The purity of \[{H_2}{O_2}\] in a given sample \[85\% \] . Calculate the weight of impure sample of \[{H_2}{O_2}\] which requires \[10\,ml\]of \[\dfrac{M}{5}KMn{O_4}\] solution in a titration in acidic medium.
A. \[2g\]
B. \[0.2g\]
C. \[0.17g\]
D. \[0.15g\]

Answer 1

Hint: The chemical formula given i.e. \[{H_2}{O_2}\] in the question is Hydrogen peroxide. We should know about the properties of hydrogen peroxide. It is a strong oxidizer as well as a reducing agent. It can behave as oxidizing as well as reducing agent in both acidic and alkaline medium.

Complete answer:
In this question, first we need to calculate the weight of hydrogen peroxide, \[{H_2}{O_2}\].
According to the given question, the equivalent of hydrogen peroxide is equal to the equivalent of Potassium permanganate, \[KMn{O_4}\] . We know that in acidic medium, \[KMn{O_4}\] undergoes reduction and gets reduced to \[Mn{O_4}^ - \]. The value of n- factor is \[5\]
So, equivalent of \[Mn{O_4}^ - \]= equivalent of \[{H_2}{O_2}\]
Equivalent = \[normality\, \times \,volume\]
Also, normality = \[Molarity\, \times \,n\,factor\]
It is given that molarity = \[\dfrac{1}{5}\]
Equivalent of \[KMn{O_4}\]= \[\dfrac{1}{5} \times 5 \times \dfrac{{10}}{{1000}}\]….(I)
Also, we know that equivalent = \[no.\,of\,moles\,\, \times \,\,n\,factor\]
The n- factor of \[{H_2}{O_2}\]= \[2\]
 Equivalent of \[{H_2}{O_2}\] = \[no.\,of\,moles\,\, \times \,\,n\,factor\]
Equivalent of \[{H_2}{O_2}\] = \[no.\,of\,moles\,of\,{H_2}{O_2}\,\, \times \,\,2\]….(II)
Now, Equivalent of \[Mn{O_4}^ - \]= equivalent of \[{H_2}{O_2}\]….(III)
Put the value of (I), (II) in (III)
We get,
\[\dfrac{1}{5} \times 5 \times \dfrac{{10}}{{1000}}\]= \[no.\,of\,moles\,of\,{H_2}{O_2}\,\, \times \,\,2\]
No. of moles of \[{H_2}{O_2}\] = \[\dfrac{1}{{200}}\]….(IV)
Now, we also know that Number of moles = \[\dfrac{{Given\,\,weight}}{{Molar\,mass}}\]
No. of moles of \[{H_2}{O_2}\]= \[\dfrac{{Given\,\,weight}}{{34}}\]
Put No. of moles in equation (IV)
We get,
\[\dfrac{{Given\,\,weight}}{{34}}\, = \dfrac{1}{{200}}\]
Given weight of \[{H_2}{O_2}\]= \[\dfrac{{34}}{{200}}g\]
We can write it as
Mass of \[100\% \]\[{H_2}{O_2}\] required = \[\dfrac{{34}}{{200}}g\]
It is given that the purity of \[{H_2}{O_2}\] in a given sample is \[85\% \].
Mass of \[85\% \]\[{H_2}{O_2}\] required = \[\dfrac{{34}}{{200}} \times \dfrac{{100}}{{85}}\]
Mass of \[85\% \]\[{H_2}{O_2}\] required = \[0.2g\]

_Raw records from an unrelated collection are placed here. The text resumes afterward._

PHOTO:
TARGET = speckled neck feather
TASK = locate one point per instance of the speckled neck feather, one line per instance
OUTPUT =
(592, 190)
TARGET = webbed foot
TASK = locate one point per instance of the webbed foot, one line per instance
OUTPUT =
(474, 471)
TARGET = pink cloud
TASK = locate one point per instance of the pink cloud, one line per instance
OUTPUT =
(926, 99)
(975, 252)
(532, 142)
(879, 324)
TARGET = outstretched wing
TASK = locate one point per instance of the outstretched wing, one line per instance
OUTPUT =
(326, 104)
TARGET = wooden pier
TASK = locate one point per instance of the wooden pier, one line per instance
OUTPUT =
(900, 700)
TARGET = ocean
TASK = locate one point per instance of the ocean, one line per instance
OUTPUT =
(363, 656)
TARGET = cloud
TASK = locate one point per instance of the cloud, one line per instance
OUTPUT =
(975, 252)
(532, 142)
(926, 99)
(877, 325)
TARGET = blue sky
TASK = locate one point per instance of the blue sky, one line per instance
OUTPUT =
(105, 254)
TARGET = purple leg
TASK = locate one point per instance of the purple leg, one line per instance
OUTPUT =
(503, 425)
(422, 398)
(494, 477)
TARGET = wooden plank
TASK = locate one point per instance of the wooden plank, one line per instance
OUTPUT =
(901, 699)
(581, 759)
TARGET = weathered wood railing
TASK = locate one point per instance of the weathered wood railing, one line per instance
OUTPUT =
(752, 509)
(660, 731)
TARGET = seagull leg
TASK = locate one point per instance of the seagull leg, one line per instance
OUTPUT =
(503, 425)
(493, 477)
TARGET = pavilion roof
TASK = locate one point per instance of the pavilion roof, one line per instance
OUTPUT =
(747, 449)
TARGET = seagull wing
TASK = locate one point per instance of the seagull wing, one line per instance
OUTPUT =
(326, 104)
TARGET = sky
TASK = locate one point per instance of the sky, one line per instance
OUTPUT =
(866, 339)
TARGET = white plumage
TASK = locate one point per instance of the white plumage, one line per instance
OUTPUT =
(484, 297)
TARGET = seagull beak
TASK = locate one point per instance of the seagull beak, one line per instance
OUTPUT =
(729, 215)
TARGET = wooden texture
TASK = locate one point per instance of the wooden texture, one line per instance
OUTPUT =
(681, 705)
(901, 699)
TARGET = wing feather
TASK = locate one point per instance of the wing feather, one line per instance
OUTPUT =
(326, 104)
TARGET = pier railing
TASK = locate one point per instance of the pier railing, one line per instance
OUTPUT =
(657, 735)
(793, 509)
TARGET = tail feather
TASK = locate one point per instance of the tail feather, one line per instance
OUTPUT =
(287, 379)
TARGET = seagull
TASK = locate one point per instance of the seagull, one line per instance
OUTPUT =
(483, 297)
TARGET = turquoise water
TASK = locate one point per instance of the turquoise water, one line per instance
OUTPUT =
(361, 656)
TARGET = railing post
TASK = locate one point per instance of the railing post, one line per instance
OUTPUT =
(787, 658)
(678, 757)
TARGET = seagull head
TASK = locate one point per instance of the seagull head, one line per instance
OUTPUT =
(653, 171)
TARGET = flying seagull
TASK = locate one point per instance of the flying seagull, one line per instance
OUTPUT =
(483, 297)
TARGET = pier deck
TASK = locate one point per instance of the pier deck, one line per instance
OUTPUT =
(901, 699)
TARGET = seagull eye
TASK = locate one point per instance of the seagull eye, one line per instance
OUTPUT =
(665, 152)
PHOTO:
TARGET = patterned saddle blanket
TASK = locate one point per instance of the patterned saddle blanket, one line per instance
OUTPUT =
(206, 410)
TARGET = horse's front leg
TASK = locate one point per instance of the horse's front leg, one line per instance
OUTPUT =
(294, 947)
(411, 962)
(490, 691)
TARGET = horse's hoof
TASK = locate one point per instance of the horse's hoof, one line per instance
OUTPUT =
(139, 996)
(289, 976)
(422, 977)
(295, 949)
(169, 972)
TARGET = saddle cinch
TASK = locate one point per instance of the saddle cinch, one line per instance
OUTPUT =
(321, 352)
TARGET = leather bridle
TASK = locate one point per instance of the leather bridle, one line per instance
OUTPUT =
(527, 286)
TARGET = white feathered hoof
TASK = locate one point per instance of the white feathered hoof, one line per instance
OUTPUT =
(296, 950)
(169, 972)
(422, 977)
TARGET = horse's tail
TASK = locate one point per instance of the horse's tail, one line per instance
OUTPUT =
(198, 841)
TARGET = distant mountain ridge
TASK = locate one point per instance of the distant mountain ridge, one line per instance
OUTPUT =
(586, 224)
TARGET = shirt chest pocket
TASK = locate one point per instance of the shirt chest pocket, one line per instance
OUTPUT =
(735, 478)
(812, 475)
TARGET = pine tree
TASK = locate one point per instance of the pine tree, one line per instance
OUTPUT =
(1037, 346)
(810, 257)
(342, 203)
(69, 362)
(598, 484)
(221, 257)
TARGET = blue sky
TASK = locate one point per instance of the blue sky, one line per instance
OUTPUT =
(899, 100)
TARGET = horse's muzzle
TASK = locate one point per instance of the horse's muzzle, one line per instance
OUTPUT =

The correct answer is option (B).

Note:
You need to remember the formula used in this question i.e. Equivalence is the product of normality and volume. Normality is defined as the product of molarity and n- factor. Also, Number of moles of a substance is the ratio of its given weight and its molar mass.